Creating replicas of resources and processes has always made sense. Architects create cardboard models of buildings before they build them. Back in the Apollo-mission days NASA had a replica of the lunar lander so they could simulate problems and fixes. Digital twins are just that and more. They create a tangible representation of resources, processes, and even people. They allow you to test scenarios (what happens if I exchange this component), run queries (find which machine parameters optimizes my yield), and for forecasting (what will the load be in my production line in half an hour). Many large companies are starting to adopt digital twins for parts of their processes but even the best adopters still have much room to improve. One of the big reasons for lack of adoption come from all the myths that have been built up over the last 20 years where both hype and poor technology have hampered progress.

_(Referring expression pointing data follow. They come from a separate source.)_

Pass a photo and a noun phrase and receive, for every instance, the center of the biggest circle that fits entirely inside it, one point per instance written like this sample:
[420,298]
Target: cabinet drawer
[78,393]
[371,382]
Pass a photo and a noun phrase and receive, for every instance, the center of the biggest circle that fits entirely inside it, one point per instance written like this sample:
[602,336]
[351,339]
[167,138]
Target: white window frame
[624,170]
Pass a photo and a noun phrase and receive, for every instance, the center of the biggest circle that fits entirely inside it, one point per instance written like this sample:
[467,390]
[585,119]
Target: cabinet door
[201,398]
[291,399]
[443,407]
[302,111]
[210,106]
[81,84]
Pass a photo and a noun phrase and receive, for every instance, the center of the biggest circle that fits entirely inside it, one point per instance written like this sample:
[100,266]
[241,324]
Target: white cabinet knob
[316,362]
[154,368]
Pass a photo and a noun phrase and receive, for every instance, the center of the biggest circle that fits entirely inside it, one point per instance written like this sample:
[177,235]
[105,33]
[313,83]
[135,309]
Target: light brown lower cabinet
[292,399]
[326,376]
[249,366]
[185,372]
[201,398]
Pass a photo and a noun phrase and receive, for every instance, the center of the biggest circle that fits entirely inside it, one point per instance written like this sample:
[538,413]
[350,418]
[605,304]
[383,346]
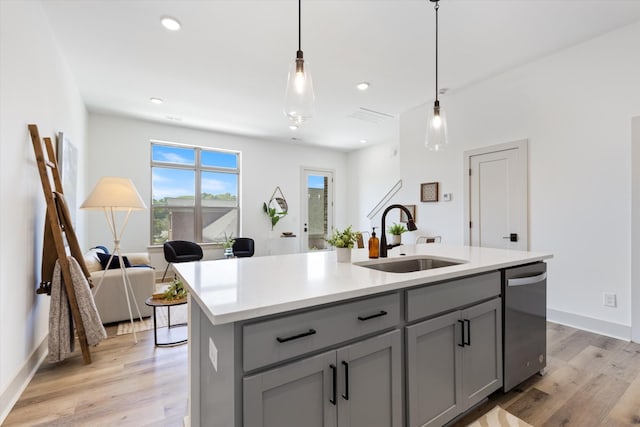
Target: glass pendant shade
[299,97]
[436,139]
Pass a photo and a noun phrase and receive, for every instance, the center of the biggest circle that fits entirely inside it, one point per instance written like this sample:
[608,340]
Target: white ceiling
[226,68]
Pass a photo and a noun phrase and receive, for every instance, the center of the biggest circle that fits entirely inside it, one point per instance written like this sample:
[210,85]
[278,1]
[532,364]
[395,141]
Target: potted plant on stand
[396,231]
[343,241]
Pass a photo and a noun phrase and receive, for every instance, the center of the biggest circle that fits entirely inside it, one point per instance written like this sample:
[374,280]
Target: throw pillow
[115,262]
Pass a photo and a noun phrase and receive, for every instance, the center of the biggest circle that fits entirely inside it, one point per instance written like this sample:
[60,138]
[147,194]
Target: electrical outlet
[609,299]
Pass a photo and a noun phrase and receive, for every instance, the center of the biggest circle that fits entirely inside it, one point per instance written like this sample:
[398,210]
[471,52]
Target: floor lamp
[113,194]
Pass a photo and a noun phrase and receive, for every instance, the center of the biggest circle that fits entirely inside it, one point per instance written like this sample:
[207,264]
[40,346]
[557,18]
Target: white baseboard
[12,393]
[602,327]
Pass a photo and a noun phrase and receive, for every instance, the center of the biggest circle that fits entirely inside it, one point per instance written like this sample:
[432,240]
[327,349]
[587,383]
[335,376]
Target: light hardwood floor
[591,380]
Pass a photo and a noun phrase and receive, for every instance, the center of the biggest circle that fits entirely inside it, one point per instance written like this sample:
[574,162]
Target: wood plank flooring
[591,380]
[127,384]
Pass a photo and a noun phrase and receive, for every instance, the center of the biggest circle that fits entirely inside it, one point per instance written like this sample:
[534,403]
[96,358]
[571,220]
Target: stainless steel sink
[408,265]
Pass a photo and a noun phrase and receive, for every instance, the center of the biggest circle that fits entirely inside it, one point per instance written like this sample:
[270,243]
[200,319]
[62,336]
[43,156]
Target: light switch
[213,354]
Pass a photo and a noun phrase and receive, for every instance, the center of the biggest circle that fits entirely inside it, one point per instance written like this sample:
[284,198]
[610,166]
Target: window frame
[197,168]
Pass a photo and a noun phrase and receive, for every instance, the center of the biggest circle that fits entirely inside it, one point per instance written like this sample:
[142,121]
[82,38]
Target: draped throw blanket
[61,337]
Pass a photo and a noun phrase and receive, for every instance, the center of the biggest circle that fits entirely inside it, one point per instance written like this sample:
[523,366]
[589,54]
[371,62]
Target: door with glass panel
[317,212]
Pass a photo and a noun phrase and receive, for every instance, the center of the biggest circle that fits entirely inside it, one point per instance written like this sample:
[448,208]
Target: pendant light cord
[299,25]
[436,7]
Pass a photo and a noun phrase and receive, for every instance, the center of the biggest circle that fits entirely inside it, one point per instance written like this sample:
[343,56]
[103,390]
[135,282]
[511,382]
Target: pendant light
[436,122]
[299,97]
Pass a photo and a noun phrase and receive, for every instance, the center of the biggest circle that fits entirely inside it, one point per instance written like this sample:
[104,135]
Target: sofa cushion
[115,262]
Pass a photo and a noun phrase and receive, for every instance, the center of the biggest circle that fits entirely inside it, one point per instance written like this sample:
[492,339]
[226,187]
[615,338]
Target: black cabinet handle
[373,316]
[295,337]
[335,386]
[468,342]
[345,396]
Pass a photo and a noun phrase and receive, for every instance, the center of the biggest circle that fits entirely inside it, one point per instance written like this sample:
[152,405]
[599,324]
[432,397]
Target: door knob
[513,237]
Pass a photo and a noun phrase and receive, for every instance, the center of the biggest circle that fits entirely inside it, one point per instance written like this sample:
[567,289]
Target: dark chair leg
[165,271]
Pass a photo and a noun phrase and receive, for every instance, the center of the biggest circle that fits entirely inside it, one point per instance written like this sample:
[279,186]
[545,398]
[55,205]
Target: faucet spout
[411,226]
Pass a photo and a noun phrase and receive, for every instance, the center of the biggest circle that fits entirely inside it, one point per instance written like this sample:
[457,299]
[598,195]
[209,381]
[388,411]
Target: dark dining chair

Myth 1: I need a CAD model of my process
Many digital twins were born out of highly accurate simulations. Some of the pioneers in this area were the aerospace and car industries in the 90’s. Heavy super-computers could make simulations of fluid dynamics which could be used to minimize drag. Designers could visualize their designs etc. Fact remains however that most systems and processes are about input and output. This means that CAD simulations are not the only way to go. A data-driven approach often allows much more accurate simulations as data is based on real measurements as opposed to the limitations of physical models in CAD. Today even the aerospace and car industries are increasingly using data-driven approaches. One of the biggest success stories are modern flight simulators which are now purely based on data and do not use traditional model-based approaches. So the answer is clearly No, you don’t need CAD models and if you have gone down this route you might be heading down a blind alley.
Myth 2: I need an army of statisticians to model my process
Data-driven approaches have historically been heavy to implement. Traditionally you need good statisticians to model system components and make decisions about sensor noise models and which variables relate to which variables. Thanks to modern machine learning algorithms like deep learning this is no longer needed. How different process components work can now be efficiently modelled using historic data. Deep learning takes care of modelling system components which means that you concentrate your efforts on generating insights instead of being bogged down by multi-variate statistics. This means you get access to results faster, cheaper, and in a more flexible manner without having to maintain large amounts of code relating to your process.
Myth 3: Machine learning algorithms require large amounts of data
A common misconception is that you need bucket loads of data. Some machine learning algorithms have required large amounts of data to get a good solution. Modern methods like deep learning however can be made very robust with fairly small datasets from your process. It is maybe also worth pointing out that deep learning is not synonymous with big data. You don’t need big data infrastructure like hadoop to get started. Where it does overlap is that deep learning can handle arbitrarily large datasets but it is far from a requirement. We have successfully trained systems with only a few hundred data samples but have also handled huge gigabyte datasets with the same software.